I’ve found the following steps essential to ensure this doesn’t happen:

  • Spend 5 minutes before each interview running through the CV and circumstances with the line manager. Point out potential areas of concern and also whether or not the candidate is likely to be under stress sufficient to effect their interview conduct.
  • Ensure that you understand any apparent ‘weaknesses’ in the CV. For example: candidate made redundant 3 years ago, unemployed for 6 months, takes the first job that he is offered because he has a family to support but it didn’t work out. A candidate should not be judged too harshly for this. Get the line manager to put themselves in the candidate’s shoes, there is a world of difference between someone who is flaky and someone who had no choice but to take the job
  • Bear in mind the economic conditions out there. If a candidate has been unemployed for a year and has had dozens of interviews despite having huge experience and a lot to offer the chances are that his or her confidence has gone and that they are under huge stress in their personal life due to financial pressures etc. You must bear this in mind and look beneath the nerves. Such a candidate will frequently be an excellent hire because they are so grateful that you had the imagination to see beneath their stress
  • When conducting a Competency Based Interview, should the candidate answer a question with a poor example, ask them for another example, explain the reason for the question. e.g.” We are trying to ascertain how good you are in a crisis, can you think carefully about your career to date and tell us of an event which you believe best demonstrates your ability to ‘x’.”

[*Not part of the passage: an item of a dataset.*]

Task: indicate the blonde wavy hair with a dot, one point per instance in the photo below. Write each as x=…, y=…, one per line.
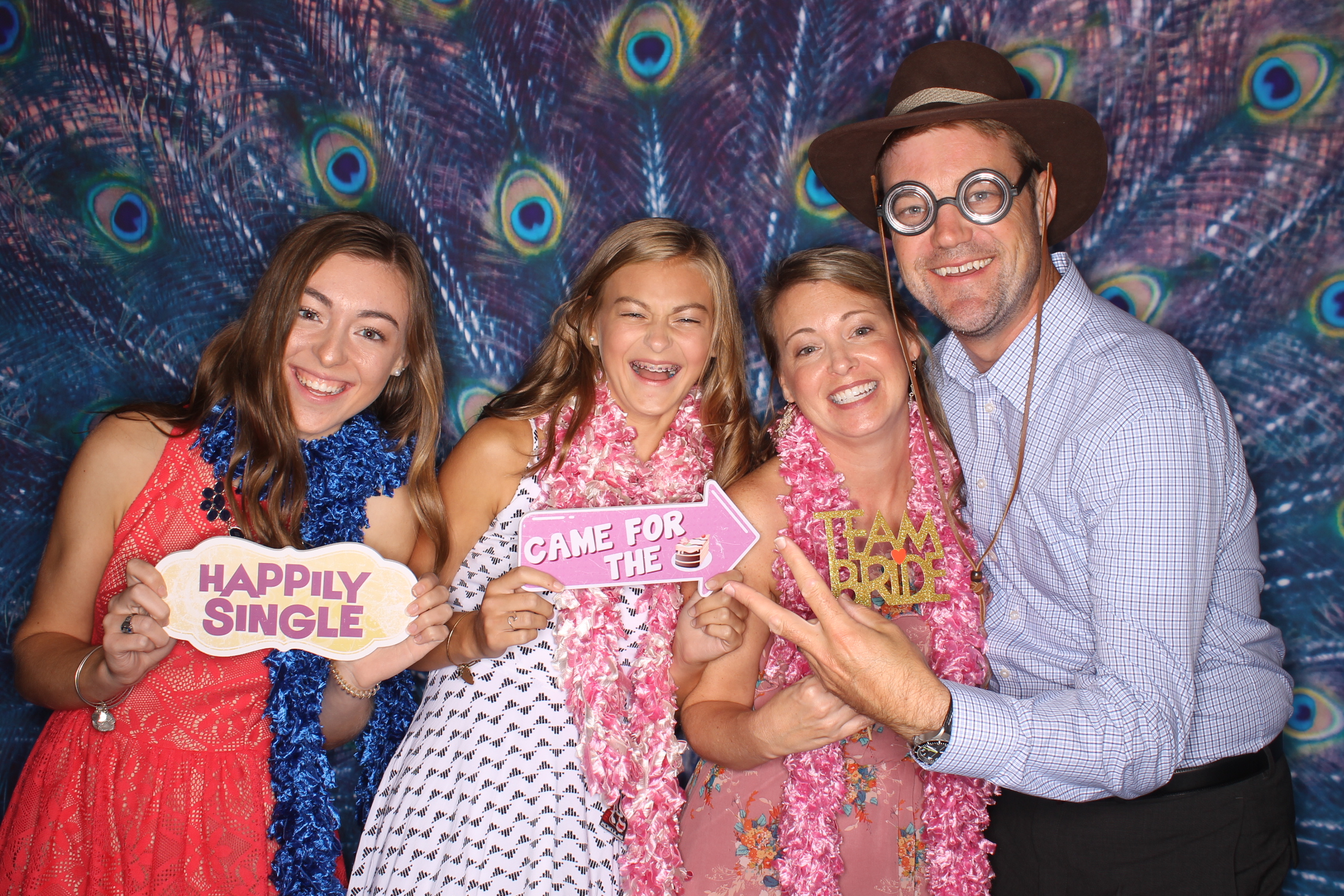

  • By the same token, if a candidate wanders from the point of the question. Don’t sit there with a fixed grin on your face. Interrupt and being them back on track. What you interpret as lack of focus is often just nerves or even enthusiasm.
  • Desperation in candidates is not a bad thing. There are many things that can motivate it. If someone has a family to support and are unemployed, yes, they will be desperate. You need to see through this and understand and empathise with them. “didn’t like ‘x’ he was too desperate” is not an acceptable reason for rejection.
  • Remember that those who have only interviewed a few times in their career or are coming back from a long career break (back to work mums etc) will tend to be less slick at interview. Bear this in mind.
  • Above all, empathise with the candidate and don’t judge too harshly, there are often reasons for behaviour and interviewing is very stressful.